= Kapelwa Sikota =

Zambian nurse (1928–2006)

Kapelwa Sikota (1928–2006) was the first Zambian registered nurse, in the 1950s when her country was still the British protectorate of Northern Rhodesia. She trained and qualified in South Africa where nursing education was available before it was developed in Zambia. Her qualifications were not fully recognised at home until independence in 1964 when she was appointed to senior nursing posts. By 1970 she was Chief Nursing Officer in the Ministry of Health. In 2011 she was honoured posthumously by the Zambian Association of University Women.

== Personal life ==
Kapelwa Mwanang'umbi Sikota was born in Mongu District in Barotseland on 7 July 1928. Her father died when she was young. As a girl she was in hospital in Mongu and realised there was not a single Zambian woman nurse on the staff, not even for maternity work. According to a magazine this inspired her to become a nurse herself. She married Aggrey Mulala Sikota, a politically active "African medical assistant" who later became a government official, in 1953 and they had four children.

== Education ==
She was educated to the highest level that any girl in 1930s and 1940s Zambia could reach: first in primary schools in Western Province and then at Chipembi girls' boarding school about 75 km north of Lusaka.

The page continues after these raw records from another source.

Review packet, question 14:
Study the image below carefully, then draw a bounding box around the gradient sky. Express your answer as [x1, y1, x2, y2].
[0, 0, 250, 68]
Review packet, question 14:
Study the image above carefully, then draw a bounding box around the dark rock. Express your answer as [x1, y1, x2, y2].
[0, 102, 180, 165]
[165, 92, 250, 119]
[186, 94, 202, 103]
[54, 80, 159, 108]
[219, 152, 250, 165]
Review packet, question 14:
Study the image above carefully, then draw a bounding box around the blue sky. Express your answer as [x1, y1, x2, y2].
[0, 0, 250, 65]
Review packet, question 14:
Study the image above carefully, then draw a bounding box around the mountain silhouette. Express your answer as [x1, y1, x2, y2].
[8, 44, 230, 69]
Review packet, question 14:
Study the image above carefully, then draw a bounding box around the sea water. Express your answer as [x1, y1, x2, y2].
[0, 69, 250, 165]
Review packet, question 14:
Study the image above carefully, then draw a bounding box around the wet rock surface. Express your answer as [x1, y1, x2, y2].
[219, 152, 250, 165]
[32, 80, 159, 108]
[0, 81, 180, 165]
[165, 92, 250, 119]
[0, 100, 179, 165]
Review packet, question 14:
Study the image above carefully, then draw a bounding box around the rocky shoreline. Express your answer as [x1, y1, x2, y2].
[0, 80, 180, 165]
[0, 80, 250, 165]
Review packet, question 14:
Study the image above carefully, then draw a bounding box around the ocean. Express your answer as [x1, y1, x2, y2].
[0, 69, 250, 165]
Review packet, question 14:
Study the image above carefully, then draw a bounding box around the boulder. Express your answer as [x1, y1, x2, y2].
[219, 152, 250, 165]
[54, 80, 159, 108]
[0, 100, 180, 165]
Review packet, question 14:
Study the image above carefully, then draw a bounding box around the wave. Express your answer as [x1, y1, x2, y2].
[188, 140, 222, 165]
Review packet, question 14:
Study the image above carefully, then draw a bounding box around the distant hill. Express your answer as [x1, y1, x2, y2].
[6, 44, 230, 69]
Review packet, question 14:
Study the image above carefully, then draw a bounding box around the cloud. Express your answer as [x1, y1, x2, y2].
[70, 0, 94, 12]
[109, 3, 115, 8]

Next her brother arranged for her to go to a mission school near Durban, South Africa for secondary education before enrolling at McCord Hospital to train as a nurse. This hospital for black people was widely known as McCord Zulu Hospital and Sikota had to learn Zulu while she was there. When she qualified in 1951 she won "Best Nurse of the Year" award and then did an extra year's training in midwifery. She was the "first Zambian African to qualify as a State registered nurse and a State certified midwife".

== Career ==
Back in Zambia in 1952, she worked at Lusaka Central Hospital, now University Teaching Hospital, and was the first African registered nurse to do so. It was not unusual in Rhodesia and other parts of colonial Africa to find health workers called assistants, orderlies, auxiliaries etc. working under European trained nurses and/or doctors.

For a short spell in the 1950s Sikota was employed at Roan Antelope Mine Hospital in Luanshya. Her work as supervisor in a mining company hostel for trainee nurses gave rise to a UK parliamentary question in 1960 when Iain Macleod, Secretary of State for the Colonies, was asked whether he would deal with discrimination she was experiencing from Rhodesian mining companies. John Stonehouse, the MP asking one of a series of questions relating to the political situation in Northern Rhodesia, said the companies would not employ her in the capacity of a fully qualified, registered nurse. Macleod replied that he had no reason to think Sikota was being "debarred from any post through discrimination". According to her son, the politician and lawyer Sakwiba Sikota, she was involved in "the political and independence struggle", and she and her husband hosted political meetings at home.

On 1 November 1964, one week after Rhodesia became the Republic of Zambia, she was promoted to Sister-in-Charge at University Teaching Hospital (UTH), the first African in that role. Meanwhile, the government encouraged programmes to create enrolled nurses with two years of training, as a step in the direction of fully registered nurses. In 1971 Sikota, by that time Chief Nursing Officer, presented graduation certificates to some of these enrolled nurses.

Sikota held various senior posts in nursing and midwifery. In 1966 she was assistant Matron-in-Chief at the Ministry of Health,
and then in 1968 became the first African to hold the post of Zambian Chief Nursing Officer. Her achievements include her part in drafting the 1970 Nursing Act which established the General Nursing Council of Zambia, and a role in developing modern facilities at UTH. From 1971 to 1973 Sikota was President of the Zambia Nurses Association, representing them at International Council of Nurses meetings.

In 1974 she went to France with her husband who had a diplomatic posting there. On her return she was involved in a project exploring the use of customary Zambian healthcare, traditional birth attendants for example, to supplement modern medicine. She retired in 1984. She died on 30 May 2006 and in 2011 she was one of eleven women pioneers in different fields honoured by the Zambian Association of University Women (ZAUW).